Riché Richardson, associate professor of Africana studies, returned Jan. 17 from a week in Paris as a cultural envoy to France sponsored by the U.S. Embassy. She gave a series of lectures in the city, where her art quilts depicting Barack Obama, Josephine Baker and Simone de Beauvoir were being exhibited.
The visit was in conjunction with the Paris opening of the traveling quilt exhibition, "Un patchwork de cultures: une exposition itinérante de la Louisiane vers la France." Richardson's quilts were on display at locations including the U.S. ambassador's residence and at City Hall 5 (in Paris's fifth district).
Richardson gave talks at various schools and exhibition spaces and at the embassy and the ambassador's residence. She met over lunch Jan. 13 with a newly formed diversity group at the U.S. Embassy, where she gave a talk on "Southern Horrors, Global Terrors: Hurricane Katrina and Inequities of Race and Gender in the U.S.," "which served as a foundation for an in-depth dialogue on diversity," she said.
"The very first day, I spoke at Martin Luther King High School," she said. "They are a very artistically energetic community. I focused on themes related to art and education, using these resources and my own experience with art history. I talked about the difference that art literacy can make, as a gateway to the humanities."
Given the subject of her most recent quilt, "Obama Time: Always," many students she met engaged her in conversations about the then president-elect, citizenship and exclusion in France, she said.
"They made me think about how I function as an artist and as a role model," she said. "They were interested in drawing on aspects of the African-American experience to underscore the sense of alienation they feel inside the French system."

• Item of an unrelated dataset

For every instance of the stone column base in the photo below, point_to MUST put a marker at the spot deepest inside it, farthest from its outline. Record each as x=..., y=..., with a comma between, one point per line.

Richardson also gave a gallery talk on the legacy of Rosa Parks, St. Jude Educational Institute and the Youth Mission in Montgomery for 25 vocational school students; a talk on "The 'Race Card' Myth, Diversity and Civility in Academia" for a group of engineering students; participated in an exhibit tour and quilting workshop with a Parisian underprivileged women's group; gave a talk for African-American history students about Rosa Parks and the civil rights movement; and delivered a lecture on "Black Masculinity and the U.S. South" for American studies scholars.
"It has helped to transform me, about how I conceptualize my teaching and how I make my art," Richardson said of her cultural envoy experience.
A native of Montgomery, Ala., Richardson came to Cornell in 2008 from the University of California-Davis. Her academic focus is on Southern culture and African-American literature, and as an artist, her quilt work is part of a long Southern tradition.
Her quilts have been exhibited at the Rosa Parks Library and Museum in her hometown, and she is profiled in the book "Crafted Lives: Stories and Studies of African American Quilters."
A short film, "Riché Richardson: Portrait of the Artist," by Géraldine Chouard and Anne Crémieux, was shown in Paris at the ambassador's residence, where she also gave a talk on Montgomery modernism for an audience of scholars, students and French and American quilters.